Une sortie de l’euro s’accompagnerait donc d’une suspension des paiements de la dette par l’incapacité d’y faire face. Cette dette serait alors partiellement réduite ou pas : son sort réel serait certainement tranché par des négociations, pas annulée, mais plutôt réduite ou rééchelonnée, comme on l’a vu au début des années 1980 pour la dette du Mexique ou quelques autres.

Depuis 2010, la Grèce ne peut déjà plus emprunter sur les marchés financiers, sauf à court terme. Avec un tel « défaut » de paiement, il lui deviendrait totalement impossible de le faire. Pour certains besoins, l’État pourrait certes se contenter d’emprunter aux banques grecques ou plutôt de faire tourner la planche à billet. Mais la Grèce risquerait de manquer cruellement de devises pour régler les importations (et la dette !), que les revenus de l’exportation ou du tourisme ne couvriraient pas... Elle devrait probablement se tourner vers le FMI. Sauf à s’installer dans une quasi-autarcie ou trouver d’autres bailleurs de fonds. Mais lesquels ?

Et on ne voit guère pourquoi des institutions comme le FMI, la BCE, l’UE feraient plus de cadeaux à la Grèce hors euro ! Le FMI n’en fait aucun à la Hongrie ou la Roumanie, pays hors zone euro, mais qui ont fait appel aux prêts du FMI... sous conditions de mesures d’austérités drastiques !

La comparaison avec l’Argentine

On compare souvent le cas de la Grèce avec celui de l’Argentine. Dans les années 1990, le peso argentin était aligné sur le dollar, dans un système appelé « currency board ». Mais à la fin des années 1990, la dette extérieure s’est considérablement aggravée, la situation économique et sociale est devenue catastrophique en 2000 et 2001.

Au mois de décembre 2001, devant la mobilisation de la population, trois présidents ont dû quitter le pouvoir l’un après l’autre, à quelques jours d’intervalle. C’est dans ce contexte qu’a été prise, début 2002, la décision de décrocher le peso du dollar et de le dévaluer (de l’ordre de 75 %). L’Argentine a aussi fait « défaut », c’est à dire arrêté de rembourser ses créanciers étrangers : la dette extérieure, exprimée en dollars, était devenue impossible à payer.

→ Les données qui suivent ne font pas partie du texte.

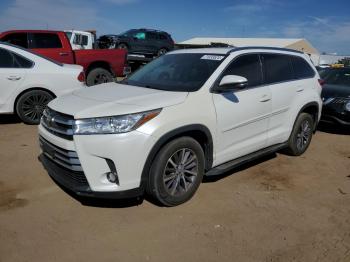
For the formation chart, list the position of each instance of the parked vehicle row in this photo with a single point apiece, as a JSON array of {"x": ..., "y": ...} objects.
[
  {"x": 187, "y": 114},
  {"x": 336, "y": 96},
  {"x": 100, "y": 66},
  {"x": 29, "y": 81}
]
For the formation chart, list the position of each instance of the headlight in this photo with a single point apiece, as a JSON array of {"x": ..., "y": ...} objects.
[
  {"x": 347, "y": 106},
  {"x": 113, "y": 124},
  {"x": 326, "y": 101}
]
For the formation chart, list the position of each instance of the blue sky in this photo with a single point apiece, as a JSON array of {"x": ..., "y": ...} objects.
[{"x": 326, "y": 24}]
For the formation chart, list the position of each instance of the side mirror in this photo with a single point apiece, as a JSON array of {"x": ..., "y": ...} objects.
[{"x": 231, "y": 83}]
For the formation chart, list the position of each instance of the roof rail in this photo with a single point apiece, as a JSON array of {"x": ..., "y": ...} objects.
[{"x": 264, "y": 47}]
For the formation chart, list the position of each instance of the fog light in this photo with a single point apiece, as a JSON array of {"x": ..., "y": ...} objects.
[{"x": 112, "y": 177}]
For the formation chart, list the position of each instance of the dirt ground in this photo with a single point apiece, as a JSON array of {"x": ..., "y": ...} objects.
[{"x": 280, "y": 208}]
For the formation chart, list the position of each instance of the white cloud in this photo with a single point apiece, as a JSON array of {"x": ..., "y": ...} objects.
[
  {"x": 54, "y": 14},
  {"x": 326, "y": 33}
]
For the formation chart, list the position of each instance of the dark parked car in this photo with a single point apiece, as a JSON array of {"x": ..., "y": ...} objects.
[
  {"x": 336, "y": 96},
  {"x": 145, "y": 42}
]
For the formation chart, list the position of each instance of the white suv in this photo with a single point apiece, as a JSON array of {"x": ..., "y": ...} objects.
[{"x": 187, "y": 114}]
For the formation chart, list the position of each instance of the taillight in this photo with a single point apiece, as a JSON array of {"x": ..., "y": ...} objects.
[
  {"x": 81, "y": 77},
  {"x": 321, "y": 82}
]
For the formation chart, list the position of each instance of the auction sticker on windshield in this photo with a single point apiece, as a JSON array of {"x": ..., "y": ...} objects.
[{"x": 213, "y": 57}]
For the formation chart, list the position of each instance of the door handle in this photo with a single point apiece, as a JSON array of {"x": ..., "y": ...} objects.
[
  {"x": 14, "y": 78},
  {"x": 265, "y": 98}
]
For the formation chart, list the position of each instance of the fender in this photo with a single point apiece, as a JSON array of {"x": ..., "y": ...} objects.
[
  {"x": 310, "y": 104},
  {"x": 184, "y": 130}
]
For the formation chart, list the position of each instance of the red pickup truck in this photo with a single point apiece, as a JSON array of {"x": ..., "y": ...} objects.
[{"x": 100, "y": 65}]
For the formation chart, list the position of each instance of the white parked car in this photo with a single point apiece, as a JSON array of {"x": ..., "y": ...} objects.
[
  {"x": 186, "y": 114},
  {"x": 28, "y": 82}
]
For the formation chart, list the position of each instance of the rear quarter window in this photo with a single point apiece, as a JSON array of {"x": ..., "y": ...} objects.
[
  {"x": 18, "y": 39},
  {"x": 301, "y": 68},
  {"x": 277, "y": 68},
  {"x": 45, "y": 40}
]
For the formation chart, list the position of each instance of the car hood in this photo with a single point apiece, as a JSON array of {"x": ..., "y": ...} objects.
[
  {"x": 114, "y": 99},
  {"x": 335, "y": 91}
]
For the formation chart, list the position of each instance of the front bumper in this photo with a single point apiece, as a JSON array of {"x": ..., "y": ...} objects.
[
  {"x": 74, "y": 181},
  {"x": 90, "y": 156}
]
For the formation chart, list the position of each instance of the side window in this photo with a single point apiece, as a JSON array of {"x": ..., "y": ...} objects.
[
  {"x": 7, "y": 59},
  {"x": 45, "y": 40},
  {"x": 19, "y": 39},
  {"x": 22, "y": 62},
  {"x": 152, "y": 36},
  {"x": 84, "y": 40},
  {"x": 339, "y": 77},
  {"x": 162, "y": 37},
  {"x": 247, "y": 66},
  {"x": 140, "y": 35},
  {"x": 277, "y": 68},
  {"x": 301, "y": 68}
]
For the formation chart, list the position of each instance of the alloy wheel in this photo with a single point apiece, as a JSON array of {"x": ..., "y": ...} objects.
[{"x": 180, "y": 172}]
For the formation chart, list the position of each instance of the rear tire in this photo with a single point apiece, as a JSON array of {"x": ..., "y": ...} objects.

Que s’est-il passé alors ? Pendant un an, la situation économique et sociale a continué à s’aggraver, c’était un véritable plongeon dans la misère. Le PIB a baissé de 12 % en une seule année. La proportion des pauvres a atteint le record de 57 % de la population. L’inflation était à deux chiffres, les économies de la classe moyenne ont fondu, le chômage massif.

Fin 2002, l’économie a repris quelques couleurs, grâce à la saignée opérée sur le niveau de vie de la population. Les produits importés étaient devenus tellement chers qu’il devenait rentable pour les patrons argentins de produire des équivalents localement, en relançant des usines arrêtées. D’autant qu’ils n’avaient pas de mal à trouver des travailleurs prêts à accepter de très bas salaires. Le pays a pu pallier le manque de dollars en exportant des matières premières redevenues concurrentielles avec la dévaluation (en particulier le soja, qui représente 6 % du PIB), à un moment où les prix des matières premières agricoles était à la hausse sur le marché mondial.

Néanmoins, l’Argentine continue, encore en 2012, à rembourser ses créanciers (à des montants certes réduits suite à des négociations) mais ne peut toujours pas emprunter sur les marchés !

Une aggravation dramatique de la situation, pour financer une embellie, du moins pour la bourgeoisie, car les inégalités et la misère perdurent [2]. Voilà donc ce que proposent donc les partisans de la Grèce de l’euro...

Et encore, pour ladite embellie, rien n’est sûr ! Car la situation de l’Argentine de 2001 n’est pas forcément si aisément transposable à la Grèce d’aujourd’hui. Déjà le pays n’a pas les mêmes dimensions, la Grèce étant trois fois moins peuplée. Le contexte économique mondial n’est pas le même. Et puis, la Grèce n’a ni soja ni pétrole à exporter ! Le tourisme ferait-il l’affaire ? On peut en douter !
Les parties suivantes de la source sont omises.